Perry told The Associated Press he sometimes carries his pistol, loaded with hollow-pointed bullets, when he jogs on trails because he’s scared of snakes — and that he’d seen coyotes in that area.
When the coyote came out of the brush toward his daughter’s labrador retriever puppy on a February jog, he charged it and shot it with his .380 Ruger pistol.
He put a laser sight on a .380? The Ruger LCP is a small gun:
The Ruger® LCP™ is a compact .380 Auto from the industry leader in rugged, reliable firearms. From backup firearms for law enforcement to licensed carry for personal protection, the LCP is the perfect choice.
Designed with both male and female shooters in mind, the LCP is as affordable as it is reliable. At just 9.40 ounces (with an empty magazine), the LCP is lightweight and ideal for all-day carry — ensuring you have it when and where you need it.
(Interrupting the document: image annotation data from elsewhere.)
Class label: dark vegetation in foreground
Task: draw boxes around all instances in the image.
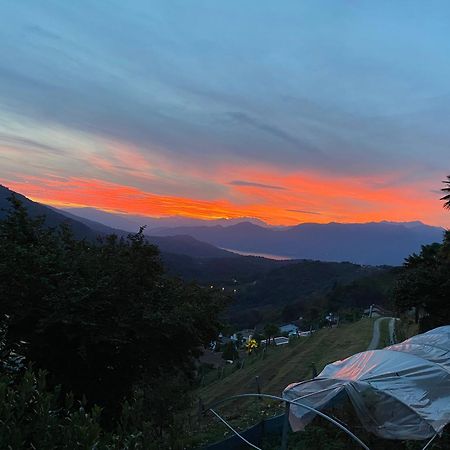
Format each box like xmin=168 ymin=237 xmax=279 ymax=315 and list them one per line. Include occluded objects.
xmin=0 ymin=198 xmax=224 ymax=449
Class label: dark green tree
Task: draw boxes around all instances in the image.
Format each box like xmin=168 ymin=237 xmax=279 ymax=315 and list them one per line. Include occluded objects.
xmin=0 ymin=198 xmax=223 ymax=428
xmin=264 ymin=323 xmax=280 ymax=343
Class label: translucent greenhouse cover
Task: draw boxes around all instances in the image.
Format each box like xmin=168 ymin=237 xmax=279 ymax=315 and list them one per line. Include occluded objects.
xmin=283 ymin=326 xmax=450 ymax=440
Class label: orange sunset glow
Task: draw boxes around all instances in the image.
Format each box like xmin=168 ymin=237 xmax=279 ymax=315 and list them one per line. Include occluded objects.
xmin=2 ymin=168 xmax=445 ymax=225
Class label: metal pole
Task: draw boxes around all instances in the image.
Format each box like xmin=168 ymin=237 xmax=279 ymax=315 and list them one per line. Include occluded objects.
xmin=281 ymin=402 xmax=291 ymax=450
xmin=209 ymin=408 xmax=262 ymax=450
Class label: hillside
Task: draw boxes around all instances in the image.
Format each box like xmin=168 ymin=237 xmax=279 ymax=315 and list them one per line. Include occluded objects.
xmin=193 ymin=319 xmax=373 ymax=447
xmin=0 ymin=185 xmax=240 ymax=260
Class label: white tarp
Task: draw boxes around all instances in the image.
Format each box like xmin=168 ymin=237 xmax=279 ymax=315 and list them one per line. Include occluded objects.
xmin=283 ymin=327 xmax=450 ymax=440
Anyway, there’s some talk about the legality of what he did — which demonstrates that this happened in Austin, not Texas proper:
An Austin City ordinance prohibits firing handguns within city limits, with some exceptions, according to the Chronicle. Another ordinance says in the city limits may not knowingly shoot, kill, or hunt a wild animal.
The issue, it seems, will likely turn on whether Perry was inside the city limits when he fired the shot. Zoning records, according to the Chron, indicate that Perry’s rental home is within the city limits.
But hold on, says Perry’s office. Perry spokesman Mark Miner cited a section of the Health and Safety Code that says a coyote that is about to attack domestic animals may be killed by a person witnessing the attack.
“If he had to do it again, he would,” Miner said.